Sein älterer Bruder zog nach einiger Zeit fort. Hans-Gert Niederstein blieb und wurde eine wichtige Bezugsperson, die ihn in der Folgezeit sehr prägen sollte.

Er hat schon als junger Mensch gesehen, dass sein Weg – von dem er damals noch nicht allzu viel wusste – ein Weg sein würde, der auf die Auseinandersetzung mit Budo und Sport – also Judo und Jiu Jitsu abzielen würde. Die sportpolitischen Querelen, wie sie überall vorkommen, waren Nebensache. Er wollte damals wie später auch keine (Sport)Politik machen. Er wollte sich bewegen und andere motivieren das gleiche zu tun. Die Bewegungen des Judo und Jiu Jitsu verstehen und nachvollziehen…
Die Wege im Judo und im Jiu Jitsu verliefen zunächst parallel. Wenn man jung ist, kann und will man Bäume ausreißen. Das reicht dann auch für zwei Budo-Künste. Entscheidend war aber wohl die Einsicht, dass das Jiu Jitsu eine so große Breite an Möglichkeiten darstellte, die Dieter Lösgen sonst nirgendwo vorfand. Jiu Jitsu hat ihn mit seiner fortschreitenden Entwicklung als Budoka einfach fasziniert und in einen Bann gezogen, der ihn nie wieder loslassen sollte.
 

Dieter Lösgen mit Hans-Gert Niederstein

So verbanden sich zwei Wege zu einem Weg, welcher das Jiu Jitsu sein sollte. Die erlernten Elemente aus dem Judo finden sich bis heute im Jiu Jitsu des DJJB an vielen Stellen wieder. In dieser Hinsicht muss sicherlich auch festgehalten werden, dass sein Lehrer, Partner auf der Matte und Freund Hans-Gert Niederstein hier seinen Eindruck und seinen Einfluss hinterlassen hat, schließlich standen beide über Jahrzehnte hinweg gemeinsam auf der Matte. Das Prüfungswesen, wie wir es heute im DJJB kennen, hat seinen Ursprung auch in diesen Jahren gehabt. Die Wichtigkeit von Prüfungen stand nie außer Frage. In diesen kann man zeigen, dass man sein Programm und das unter Anstrengungen Erlernte beherrscht, und zwar auch unter Stress. In der Selbstverteidigungssituation ist der Stress noch viel größer, also sind Prüfungen eine gute Vorbereitung für den Ernstfall. Und zugleich Prüfungen für das Leben selbst.

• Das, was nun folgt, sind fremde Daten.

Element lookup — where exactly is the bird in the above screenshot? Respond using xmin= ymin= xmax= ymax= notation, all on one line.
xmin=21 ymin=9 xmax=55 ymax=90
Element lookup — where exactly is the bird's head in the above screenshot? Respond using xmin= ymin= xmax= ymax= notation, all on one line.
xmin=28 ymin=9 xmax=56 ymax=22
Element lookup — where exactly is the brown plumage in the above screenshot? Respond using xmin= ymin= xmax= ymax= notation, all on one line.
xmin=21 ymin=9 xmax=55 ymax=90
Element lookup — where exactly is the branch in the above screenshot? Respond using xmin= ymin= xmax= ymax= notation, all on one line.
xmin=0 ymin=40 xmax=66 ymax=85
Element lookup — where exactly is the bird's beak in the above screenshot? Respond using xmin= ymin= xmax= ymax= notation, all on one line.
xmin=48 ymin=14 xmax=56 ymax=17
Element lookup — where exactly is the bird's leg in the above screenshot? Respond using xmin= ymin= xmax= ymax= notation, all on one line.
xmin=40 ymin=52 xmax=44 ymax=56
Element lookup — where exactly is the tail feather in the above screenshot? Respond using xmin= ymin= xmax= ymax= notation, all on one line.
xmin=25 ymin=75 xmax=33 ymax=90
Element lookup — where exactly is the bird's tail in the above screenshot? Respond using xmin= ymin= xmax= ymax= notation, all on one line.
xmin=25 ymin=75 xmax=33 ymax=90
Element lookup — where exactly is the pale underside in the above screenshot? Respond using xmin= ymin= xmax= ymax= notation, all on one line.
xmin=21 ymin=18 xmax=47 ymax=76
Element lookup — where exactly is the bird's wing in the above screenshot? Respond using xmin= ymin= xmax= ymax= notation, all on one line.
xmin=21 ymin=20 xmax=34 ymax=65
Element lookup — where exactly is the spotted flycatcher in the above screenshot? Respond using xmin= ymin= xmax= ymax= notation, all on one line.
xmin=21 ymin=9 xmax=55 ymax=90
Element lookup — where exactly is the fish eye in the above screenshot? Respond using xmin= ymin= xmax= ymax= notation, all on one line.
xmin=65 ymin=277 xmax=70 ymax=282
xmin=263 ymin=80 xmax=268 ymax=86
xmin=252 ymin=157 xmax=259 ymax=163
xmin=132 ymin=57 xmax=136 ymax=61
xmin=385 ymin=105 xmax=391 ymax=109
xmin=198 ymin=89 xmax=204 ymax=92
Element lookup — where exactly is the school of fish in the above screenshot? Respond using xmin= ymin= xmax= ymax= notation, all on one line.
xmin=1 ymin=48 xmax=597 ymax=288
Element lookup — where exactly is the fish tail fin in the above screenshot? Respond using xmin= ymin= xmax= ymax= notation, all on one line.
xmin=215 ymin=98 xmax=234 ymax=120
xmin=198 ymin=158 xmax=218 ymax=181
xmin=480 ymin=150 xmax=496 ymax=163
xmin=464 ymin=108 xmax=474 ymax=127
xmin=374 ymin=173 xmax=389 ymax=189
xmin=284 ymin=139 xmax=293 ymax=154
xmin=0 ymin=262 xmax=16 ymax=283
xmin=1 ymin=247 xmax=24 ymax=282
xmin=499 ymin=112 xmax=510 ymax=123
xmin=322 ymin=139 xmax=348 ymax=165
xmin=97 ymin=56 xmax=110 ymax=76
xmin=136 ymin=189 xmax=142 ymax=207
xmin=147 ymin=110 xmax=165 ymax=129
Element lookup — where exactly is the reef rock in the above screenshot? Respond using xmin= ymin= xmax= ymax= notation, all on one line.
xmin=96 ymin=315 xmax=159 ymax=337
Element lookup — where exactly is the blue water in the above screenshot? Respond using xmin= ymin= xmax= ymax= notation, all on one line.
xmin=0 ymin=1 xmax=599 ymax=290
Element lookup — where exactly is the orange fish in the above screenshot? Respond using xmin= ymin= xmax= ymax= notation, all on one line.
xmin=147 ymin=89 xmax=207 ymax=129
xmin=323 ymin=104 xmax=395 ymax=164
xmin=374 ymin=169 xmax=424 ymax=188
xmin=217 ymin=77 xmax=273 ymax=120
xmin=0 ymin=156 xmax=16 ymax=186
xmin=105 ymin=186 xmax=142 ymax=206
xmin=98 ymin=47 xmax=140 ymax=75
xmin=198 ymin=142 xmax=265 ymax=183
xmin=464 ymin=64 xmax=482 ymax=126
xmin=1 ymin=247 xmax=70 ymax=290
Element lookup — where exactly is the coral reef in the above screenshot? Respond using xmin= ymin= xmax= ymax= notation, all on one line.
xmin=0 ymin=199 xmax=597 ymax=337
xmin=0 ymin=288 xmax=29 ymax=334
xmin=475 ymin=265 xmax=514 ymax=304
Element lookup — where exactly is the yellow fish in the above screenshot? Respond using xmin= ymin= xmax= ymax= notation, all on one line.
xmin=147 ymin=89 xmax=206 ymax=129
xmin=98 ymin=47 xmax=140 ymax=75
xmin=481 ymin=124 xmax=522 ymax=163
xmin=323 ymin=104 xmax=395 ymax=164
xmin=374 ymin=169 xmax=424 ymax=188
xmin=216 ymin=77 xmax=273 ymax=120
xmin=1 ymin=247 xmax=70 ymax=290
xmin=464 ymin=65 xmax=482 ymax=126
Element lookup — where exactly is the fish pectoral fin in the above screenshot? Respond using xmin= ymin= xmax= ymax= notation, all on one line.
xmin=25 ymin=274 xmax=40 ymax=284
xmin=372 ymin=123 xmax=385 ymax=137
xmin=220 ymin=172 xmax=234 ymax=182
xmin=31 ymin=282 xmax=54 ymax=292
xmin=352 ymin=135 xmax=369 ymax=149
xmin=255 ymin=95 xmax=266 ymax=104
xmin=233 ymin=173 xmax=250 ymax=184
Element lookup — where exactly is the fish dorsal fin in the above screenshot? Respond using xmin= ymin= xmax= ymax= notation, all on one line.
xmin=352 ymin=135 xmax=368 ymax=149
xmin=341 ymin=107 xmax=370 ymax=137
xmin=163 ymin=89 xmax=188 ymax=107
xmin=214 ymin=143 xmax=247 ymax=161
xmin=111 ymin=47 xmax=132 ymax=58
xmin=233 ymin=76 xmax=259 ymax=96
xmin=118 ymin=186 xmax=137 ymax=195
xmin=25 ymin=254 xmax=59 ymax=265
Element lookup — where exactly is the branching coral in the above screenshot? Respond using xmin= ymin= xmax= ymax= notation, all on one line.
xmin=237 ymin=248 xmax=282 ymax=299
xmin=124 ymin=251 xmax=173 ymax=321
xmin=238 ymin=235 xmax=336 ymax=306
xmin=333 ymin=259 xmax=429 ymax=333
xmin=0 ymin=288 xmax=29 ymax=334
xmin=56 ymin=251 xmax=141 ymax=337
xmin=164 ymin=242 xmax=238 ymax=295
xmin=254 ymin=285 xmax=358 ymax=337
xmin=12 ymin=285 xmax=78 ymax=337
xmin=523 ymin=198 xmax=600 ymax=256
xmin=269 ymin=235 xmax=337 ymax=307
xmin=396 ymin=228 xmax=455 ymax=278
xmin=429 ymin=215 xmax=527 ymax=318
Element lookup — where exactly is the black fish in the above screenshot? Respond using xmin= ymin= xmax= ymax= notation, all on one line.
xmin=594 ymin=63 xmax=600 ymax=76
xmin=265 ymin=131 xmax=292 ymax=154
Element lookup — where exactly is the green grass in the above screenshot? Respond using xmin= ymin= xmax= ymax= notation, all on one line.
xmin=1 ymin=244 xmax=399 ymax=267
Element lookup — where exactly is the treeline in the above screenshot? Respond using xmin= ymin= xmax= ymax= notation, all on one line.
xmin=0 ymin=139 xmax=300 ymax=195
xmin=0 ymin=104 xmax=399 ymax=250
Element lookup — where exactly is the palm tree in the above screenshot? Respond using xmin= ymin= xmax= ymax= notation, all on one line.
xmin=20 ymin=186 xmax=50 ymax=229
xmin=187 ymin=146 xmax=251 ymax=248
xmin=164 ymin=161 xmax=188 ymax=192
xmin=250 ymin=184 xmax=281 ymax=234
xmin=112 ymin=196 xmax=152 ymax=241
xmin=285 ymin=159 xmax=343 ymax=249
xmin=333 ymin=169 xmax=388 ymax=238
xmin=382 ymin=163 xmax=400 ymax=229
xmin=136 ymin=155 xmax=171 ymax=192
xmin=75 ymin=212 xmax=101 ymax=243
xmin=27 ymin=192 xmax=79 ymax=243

Das Jahr 1960 war für Dieter Lösgen sehr wichtig, weil er in diesem Jahr im Judo und im Jiu Jitsu jeweils seinen 1. Dan absolviert hat. Das Jahr markiert den Wendepunkt vom Schüler zum Meister. Das Recht den Schwarzgurt zu tragen, verpflichtete ihn selbst zugleich, den eigenen Weg in Richtung Meisterschaft noch intensiver zu verfolgen. Im gleichen Jahr wurde unter seiner Beteiligung auch der Bushido Mülheim e.V. gegründet. Die Gründung war gut, weil es nun einen festen Standort für das Üben des Jiu Jitsu in Mülheim an der Ruhr gab. Ein Jahr später wurde übrigens – heute würde man es PR-Maßnahmen nennen – unter maßgeblicher Beteiligung von Hans-Gert Niederstein und Dieter Lösgen mit der Erstellung des ersten Lehrfilms Jiu Jitsu begonnen. Hans-Gert Niederstein hat zu dieser Zeit den Werkschutz bei Siemens in Mülheim an der Ruhr geleitet – durch die Nähe zu Siemens entstanden somit auch Vorteile, auch was das Training auf dem Betriebsgelände anging. Es gab einen erheblichen Entwicklungsschub. In den Folgejahren konnte die Judo-Kampfmannschaft des Bushido Mülheim durchstarten und Erfolge verbuchen.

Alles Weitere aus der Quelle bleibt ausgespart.